Failure to Communicate: How Conversations Go Wrong and What You Can Do to Right Them
Published September 2008 by Harvard Business Press
Stressful and difficult conversations are unavoidable in life. In business, they can run the gamut from firing a subordinate to, curiously enough, receiving praise. But whatever the context, stressful conversations carry a heavy emotional load. Indeed, stressful conversations cause such anxiety that most people simply avoid them. Yet it can be extremely costly to dodge issues, appease difficult people and smooth over antagonisms; avoidance usually only worsens a problem or a relationship.

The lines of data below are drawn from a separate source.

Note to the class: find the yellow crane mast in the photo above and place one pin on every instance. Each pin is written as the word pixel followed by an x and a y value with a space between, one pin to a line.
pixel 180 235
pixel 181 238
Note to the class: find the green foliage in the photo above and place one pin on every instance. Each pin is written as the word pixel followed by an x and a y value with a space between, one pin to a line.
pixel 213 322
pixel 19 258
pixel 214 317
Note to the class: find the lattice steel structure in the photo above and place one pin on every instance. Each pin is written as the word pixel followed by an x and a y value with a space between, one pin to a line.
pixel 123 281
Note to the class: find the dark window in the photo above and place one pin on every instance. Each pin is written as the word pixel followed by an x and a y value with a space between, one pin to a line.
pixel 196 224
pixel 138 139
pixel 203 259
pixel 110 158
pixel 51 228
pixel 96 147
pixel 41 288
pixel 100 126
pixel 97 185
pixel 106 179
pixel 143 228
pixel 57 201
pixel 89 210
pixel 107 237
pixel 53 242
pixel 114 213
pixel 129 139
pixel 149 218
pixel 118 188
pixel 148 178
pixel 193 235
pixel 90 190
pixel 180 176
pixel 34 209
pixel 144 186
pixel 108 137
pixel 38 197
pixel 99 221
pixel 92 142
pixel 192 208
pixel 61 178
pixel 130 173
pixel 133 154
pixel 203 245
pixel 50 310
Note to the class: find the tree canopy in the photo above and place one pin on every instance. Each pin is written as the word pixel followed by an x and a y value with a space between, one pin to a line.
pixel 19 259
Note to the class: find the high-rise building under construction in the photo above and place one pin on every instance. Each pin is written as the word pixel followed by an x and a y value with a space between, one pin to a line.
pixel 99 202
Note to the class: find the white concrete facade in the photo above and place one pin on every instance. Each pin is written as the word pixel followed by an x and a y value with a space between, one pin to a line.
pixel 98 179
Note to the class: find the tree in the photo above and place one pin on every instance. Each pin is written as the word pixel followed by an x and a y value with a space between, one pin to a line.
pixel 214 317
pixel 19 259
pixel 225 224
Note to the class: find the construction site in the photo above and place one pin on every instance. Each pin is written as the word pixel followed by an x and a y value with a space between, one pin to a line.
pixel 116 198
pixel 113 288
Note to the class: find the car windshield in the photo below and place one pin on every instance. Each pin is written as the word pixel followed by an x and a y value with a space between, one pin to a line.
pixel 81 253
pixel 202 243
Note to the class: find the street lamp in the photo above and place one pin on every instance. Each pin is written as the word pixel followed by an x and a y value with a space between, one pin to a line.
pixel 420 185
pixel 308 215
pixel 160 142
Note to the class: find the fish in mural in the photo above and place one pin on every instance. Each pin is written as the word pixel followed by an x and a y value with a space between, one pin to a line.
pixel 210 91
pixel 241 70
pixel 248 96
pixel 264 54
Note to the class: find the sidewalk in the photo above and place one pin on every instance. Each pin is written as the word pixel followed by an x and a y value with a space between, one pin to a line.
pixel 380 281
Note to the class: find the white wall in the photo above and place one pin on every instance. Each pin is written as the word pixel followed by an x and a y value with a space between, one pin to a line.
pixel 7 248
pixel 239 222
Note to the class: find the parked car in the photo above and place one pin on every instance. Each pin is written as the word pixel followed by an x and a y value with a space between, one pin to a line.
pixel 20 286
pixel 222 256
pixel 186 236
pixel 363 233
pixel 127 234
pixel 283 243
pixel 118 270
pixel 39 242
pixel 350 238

In the new book Failure to Communicate: How Conversations Go Wrong and What You Can Do to Right Them, communications consultant Holly Weeks explores the dysfunctional dynamics that for so long have plagued employee relationships and offers fresh insights on why we do what we do and why change is so hard. The key to success, she argues, is maintaining—and sometimes imposing—balance in the conversation, even when the power relationships are unequal and the emotions potentially volatile.

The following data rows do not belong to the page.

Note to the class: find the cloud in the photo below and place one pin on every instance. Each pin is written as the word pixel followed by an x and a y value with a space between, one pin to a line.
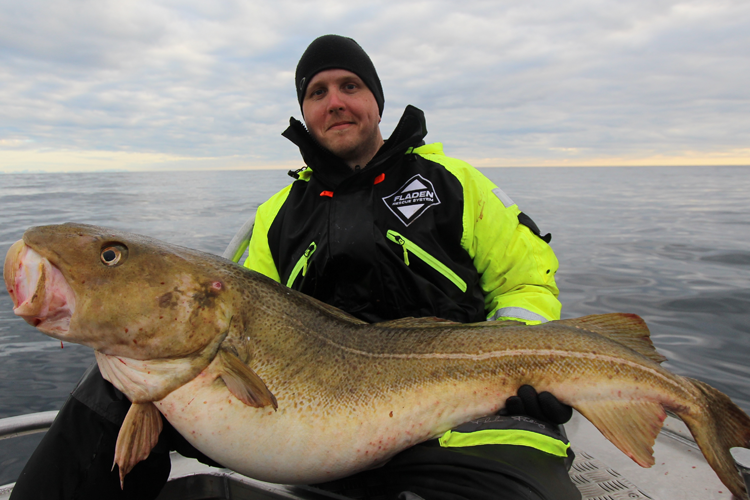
pixel 526 81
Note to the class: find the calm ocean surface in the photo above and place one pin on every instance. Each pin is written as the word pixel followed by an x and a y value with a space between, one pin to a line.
pixel 671 244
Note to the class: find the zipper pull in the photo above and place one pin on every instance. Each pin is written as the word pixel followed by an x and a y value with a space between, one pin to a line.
pixel 402 242
pixel 308 253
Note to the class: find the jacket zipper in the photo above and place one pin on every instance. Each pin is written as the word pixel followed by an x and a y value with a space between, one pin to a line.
pixel 301 264
pixel 409 246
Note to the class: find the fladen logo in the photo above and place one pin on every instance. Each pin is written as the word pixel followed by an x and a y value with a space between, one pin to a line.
pixel 412 199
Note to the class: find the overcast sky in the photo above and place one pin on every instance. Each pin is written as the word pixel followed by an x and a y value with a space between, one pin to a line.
pixel 185 84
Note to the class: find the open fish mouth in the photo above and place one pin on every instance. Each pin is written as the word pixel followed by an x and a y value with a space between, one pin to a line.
pixel 40 293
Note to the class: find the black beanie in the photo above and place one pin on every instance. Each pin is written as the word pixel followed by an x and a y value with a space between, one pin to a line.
pixel 337 52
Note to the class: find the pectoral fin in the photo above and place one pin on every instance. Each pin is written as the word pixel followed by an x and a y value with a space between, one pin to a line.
pixel 244 383
pixel 138 436
pixel 632 426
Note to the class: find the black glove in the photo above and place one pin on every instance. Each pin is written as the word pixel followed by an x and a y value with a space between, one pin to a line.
pixel 543 406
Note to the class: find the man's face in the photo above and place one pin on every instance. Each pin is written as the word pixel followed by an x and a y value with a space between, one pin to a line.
pixel 342 115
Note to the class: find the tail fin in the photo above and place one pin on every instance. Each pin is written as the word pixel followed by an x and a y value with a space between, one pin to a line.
pixel 717 426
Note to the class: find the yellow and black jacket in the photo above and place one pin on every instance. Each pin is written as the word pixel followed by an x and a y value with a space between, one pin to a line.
pixel 414 233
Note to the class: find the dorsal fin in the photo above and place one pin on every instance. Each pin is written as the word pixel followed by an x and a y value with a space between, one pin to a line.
pixel 628 329
pixel 410 322
pixel 335 311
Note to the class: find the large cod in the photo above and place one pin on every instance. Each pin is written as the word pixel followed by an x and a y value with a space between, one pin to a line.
pixel 283 388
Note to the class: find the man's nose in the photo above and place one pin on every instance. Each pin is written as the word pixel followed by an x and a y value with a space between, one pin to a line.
pixel 335 103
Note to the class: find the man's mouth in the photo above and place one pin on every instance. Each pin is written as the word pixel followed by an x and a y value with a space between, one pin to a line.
pixel 340 125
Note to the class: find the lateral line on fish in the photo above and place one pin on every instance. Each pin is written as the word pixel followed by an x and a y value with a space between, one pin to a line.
pixel 519 352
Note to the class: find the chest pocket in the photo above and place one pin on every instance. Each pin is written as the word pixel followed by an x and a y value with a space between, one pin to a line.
pixel 417 251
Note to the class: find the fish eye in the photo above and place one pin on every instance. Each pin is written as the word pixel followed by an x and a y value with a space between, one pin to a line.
pixel 113 255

With proven successful strategies and techniques paired with real life examples, Weeks addresses fundamental questions raised by difficult conversations including:
- How do you talk about a difficult issue with someone who refuses to reason?
- If they start bullying you, how do you know whether to retaliate or take the punch?
- What if they catch you off-guard? How do you keep from getting backed into a corner?
- What if you’re so anxious that you blank out, or so angry that you lose control?
- What if you’re in the wrong? How can you avoid losing face?